二人は、雄馬の彼女の『さくらちゃん』の話を続けていた。『さくらちゃん』は井上と同じ小学校で、二人は仲が良かったらしい。俊介は一人黙々とアイスを食べつつ、雄馬のためというよりは、雄馬の彼女のために仕事を引き受けたのかもしれないなあ、と考えた。
雄馬は自分の分のアイスは買ってきていなかった。
「おいしい?」
「うん、おいしいよ。あ、食べる?」
明らかに物欲しそうにしている雄馬に井上がスプーンを差し出した。
「こいつにやる必要ないって。」
伸ばそうとした雄馬の手を、俊介は即座に払った。
「って!なんだよ。」
「何もらおうとしてんだよ。」
「してないよ、男が女の子のアイス奪ったりしません。」
雄馬はホールドアップのまねをして、彼女に気にせずに続きを食べるように促した。
「そのかわり」
雄馬の手は俊介のアイスを易々と奪った。彼女が再びアイスを食べ始める様子を見ていた俊介は、完全に反応が遅れてしまった。軽くなった手に、はっとした時には、雄馬がカップの中味をまるでジュースを飲むかのように口の中へと移したところだった。
「おっまえなー!」
雄馬の手からカップを取り戻したときには、既に中味は空っぽで、その中味を口に含んだ雄馬は余りの冷たさに、言葉もなく目を白黒させていた。
「うえー頭きんきんするー。」
しばらくしてどうにかアイスの塊を飲み込んだ雄馬の腹に俊介は無言で拳を入れた。もちろん手加減はしていたが、予想通り、雄馬はいってえ、と大袈裟に騒いだ。
「お礼に渡したもん食うかあ?」
「だって、俊介いらないから残してるのかなって思ってさ。」
「んなわけないだろ。」
雄馬の見え透いた言い訳に、俊介は苦く溜息をこぼしたが、悪気なく笑う雄馬にそれ以上文句を言う気にもなれず、用なしになったスプーンとカップを押しつけた。
「中村君、これ、よかったら。」
彼女がすっと俊介の前にカップを差し出した。
「え、あ、いやいや、いいよ。食べてよ。」
「でも、私もこんなに食べると、部活で動けないかもしれないし。」
「いやー、でもな。」
雄馬がお礼に買ってきたアイスは、値段の割りにカップは小振りで量は普通のアイスより少ない。食べきれないという理由は、俊介の遠慮をなくそうとするものだろう。彼女のアイスをもらうなんて、遠慮するべきのような、でも彼女の心遣いを断ってしまうのも、申し訳ないような気がして、俊介は迷った。

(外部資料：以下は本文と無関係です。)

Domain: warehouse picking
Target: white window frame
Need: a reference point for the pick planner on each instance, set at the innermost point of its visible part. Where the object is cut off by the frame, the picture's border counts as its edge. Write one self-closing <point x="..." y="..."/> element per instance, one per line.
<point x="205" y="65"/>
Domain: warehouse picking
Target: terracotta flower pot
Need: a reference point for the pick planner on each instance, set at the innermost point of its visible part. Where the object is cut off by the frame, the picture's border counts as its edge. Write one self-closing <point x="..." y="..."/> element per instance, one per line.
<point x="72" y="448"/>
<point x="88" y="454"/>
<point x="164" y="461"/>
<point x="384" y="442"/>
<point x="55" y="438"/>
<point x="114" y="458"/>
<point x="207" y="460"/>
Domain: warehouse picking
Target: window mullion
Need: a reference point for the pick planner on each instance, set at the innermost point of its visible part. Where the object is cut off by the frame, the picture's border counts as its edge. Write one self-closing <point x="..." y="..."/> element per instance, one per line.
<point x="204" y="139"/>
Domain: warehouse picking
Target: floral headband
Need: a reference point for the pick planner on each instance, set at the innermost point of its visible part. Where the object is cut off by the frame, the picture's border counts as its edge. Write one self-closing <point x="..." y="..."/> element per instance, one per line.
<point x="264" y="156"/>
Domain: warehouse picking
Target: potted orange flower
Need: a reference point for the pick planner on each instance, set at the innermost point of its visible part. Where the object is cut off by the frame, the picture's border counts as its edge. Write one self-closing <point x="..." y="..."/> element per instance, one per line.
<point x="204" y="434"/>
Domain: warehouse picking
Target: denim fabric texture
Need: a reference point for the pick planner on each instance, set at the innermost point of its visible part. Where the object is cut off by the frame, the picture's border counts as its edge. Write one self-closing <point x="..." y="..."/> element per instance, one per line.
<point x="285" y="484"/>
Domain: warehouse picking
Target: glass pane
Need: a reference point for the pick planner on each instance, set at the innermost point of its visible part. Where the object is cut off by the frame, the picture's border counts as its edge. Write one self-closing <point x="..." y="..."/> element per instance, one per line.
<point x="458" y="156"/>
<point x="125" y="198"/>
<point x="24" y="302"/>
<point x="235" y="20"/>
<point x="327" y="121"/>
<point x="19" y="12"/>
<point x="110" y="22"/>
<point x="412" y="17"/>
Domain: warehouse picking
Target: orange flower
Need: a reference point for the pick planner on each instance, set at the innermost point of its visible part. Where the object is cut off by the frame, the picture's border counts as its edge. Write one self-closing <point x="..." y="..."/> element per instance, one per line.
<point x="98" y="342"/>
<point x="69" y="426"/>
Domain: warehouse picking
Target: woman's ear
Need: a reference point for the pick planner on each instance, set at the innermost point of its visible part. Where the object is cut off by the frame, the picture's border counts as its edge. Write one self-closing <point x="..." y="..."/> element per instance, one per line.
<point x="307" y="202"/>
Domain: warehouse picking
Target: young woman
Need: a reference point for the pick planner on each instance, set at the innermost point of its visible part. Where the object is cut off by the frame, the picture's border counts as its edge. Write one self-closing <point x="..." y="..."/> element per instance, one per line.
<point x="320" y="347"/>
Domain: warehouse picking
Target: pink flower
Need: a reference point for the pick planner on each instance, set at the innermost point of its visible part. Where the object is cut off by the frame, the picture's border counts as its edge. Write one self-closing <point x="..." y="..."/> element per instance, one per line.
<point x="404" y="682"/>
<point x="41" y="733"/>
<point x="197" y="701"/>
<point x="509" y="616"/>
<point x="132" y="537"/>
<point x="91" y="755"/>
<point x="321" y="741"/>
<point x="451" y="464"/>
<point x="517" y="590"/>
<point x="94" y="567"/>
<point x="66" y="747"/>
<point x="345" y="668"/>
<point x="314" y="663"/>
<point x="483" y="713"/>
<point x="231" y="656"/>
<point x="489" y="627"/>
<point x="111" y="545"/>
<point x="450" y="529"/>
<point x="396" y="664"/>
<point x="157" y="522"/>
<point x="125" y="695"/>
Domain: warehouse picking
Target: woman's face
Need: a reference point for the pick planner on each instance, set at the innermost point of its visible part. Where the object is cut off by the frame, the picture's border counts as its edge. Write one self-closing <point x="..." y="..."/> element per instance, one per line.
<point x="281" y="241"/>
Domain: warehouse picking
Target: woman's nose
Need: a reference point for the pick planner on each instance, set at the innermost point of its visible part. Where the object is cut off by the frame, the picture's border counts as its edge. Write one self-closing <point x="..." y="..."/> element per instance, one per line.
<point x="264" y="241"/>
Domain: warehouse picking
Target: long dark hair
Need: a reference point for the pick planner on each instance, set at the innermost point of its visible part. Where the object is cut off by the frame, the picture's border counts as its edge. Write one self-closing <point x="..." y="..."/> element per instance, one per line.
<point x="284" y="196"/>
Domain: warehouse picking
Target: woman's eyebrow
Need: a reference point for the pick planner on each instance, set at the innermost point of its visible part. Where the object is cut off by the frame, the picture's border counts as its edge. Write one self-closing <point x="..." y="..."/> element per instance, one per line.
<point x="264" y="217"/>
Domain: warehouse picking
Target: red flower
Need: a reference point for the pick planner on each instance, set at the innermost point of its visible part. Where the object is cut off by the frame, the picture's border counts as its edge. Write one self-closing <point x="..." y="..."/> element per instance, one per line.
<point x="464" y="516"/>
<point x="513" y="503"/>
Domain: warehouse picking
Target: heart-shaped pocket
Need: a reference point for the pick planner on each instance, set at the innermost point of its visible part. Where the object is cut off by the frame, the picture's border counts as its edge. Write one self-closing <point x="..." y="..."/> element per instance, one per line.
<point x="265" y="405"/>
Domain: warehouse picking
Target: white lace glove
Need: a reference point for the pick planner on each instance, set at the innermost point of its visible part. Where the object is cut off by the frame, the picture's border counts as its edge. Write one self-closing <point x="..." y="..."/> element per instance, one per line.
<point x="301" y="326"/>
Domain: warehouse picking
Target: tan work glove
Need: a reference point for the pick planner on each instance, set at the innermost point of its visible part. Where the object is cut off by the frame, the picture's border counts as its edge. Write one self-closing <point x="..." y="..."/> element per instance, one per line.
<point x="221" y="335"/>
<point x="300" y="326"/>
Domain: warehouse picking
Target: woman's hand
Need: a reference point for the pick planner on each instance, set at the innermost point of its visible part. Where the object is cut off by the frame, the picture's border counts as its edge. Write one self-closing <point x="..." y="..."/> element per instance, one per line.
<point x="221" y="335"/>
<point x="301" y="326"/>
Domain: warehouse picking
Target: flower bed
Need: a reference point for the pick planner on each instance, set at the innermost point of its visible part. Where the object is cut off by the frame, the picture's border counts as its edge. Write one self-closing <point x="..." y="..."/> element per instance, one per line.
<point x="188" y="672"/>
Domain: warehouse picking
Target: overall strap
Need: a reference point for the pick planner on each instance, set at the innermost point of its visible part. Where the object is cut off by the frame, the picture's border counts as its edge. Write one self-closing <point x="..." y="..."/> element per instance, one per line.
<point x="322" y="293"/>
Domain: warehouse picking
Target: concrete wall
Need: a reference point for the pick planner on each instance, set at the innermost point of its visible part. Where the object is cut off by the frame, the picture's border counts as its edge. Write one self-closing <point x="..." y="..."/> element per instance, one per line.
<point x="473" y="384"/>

「だめだよー井上、そんなんあげたら、俊介と間接チューになっちゃうよ。」
しかしその迷いは、雄馬の調子のいい一言で一気に霧散した。
「あ、あ、そうだよね、うわっ、ごめん私ったら考えなしに。ごめんね、中村君。」
一気に真っ赤になってしまった彼女は、手にしたアイスとスプーンを落としてしまいそうな勢いで、俊介に謝った。
「や、そんな謝られるようなことじゃないし。」
彼女の真っ赤に染まった首筋に、たぶん赤くなっているだろう自分の顔色を重ね合わせながら、俊介はできるだけ平静を装っていた。
「そうそう、俊介は間接チューも大喜びだけどさ、井上は気を付けなきゃね。ま、折角だからさ、落ち着いて食べちゃってよ。」
雄馬のそつのない態度に彼女は頷くと、俯いたままで忙しなくスプーンを動かした。
まだ、赤い顔の彼女から、隣の雄馬へと視線を動かす。彼は目が合うとにやっと笑った。その含みのある表情に、俊介はさっきまでとは別の意味で、また顔に熱が集まるのを意識した。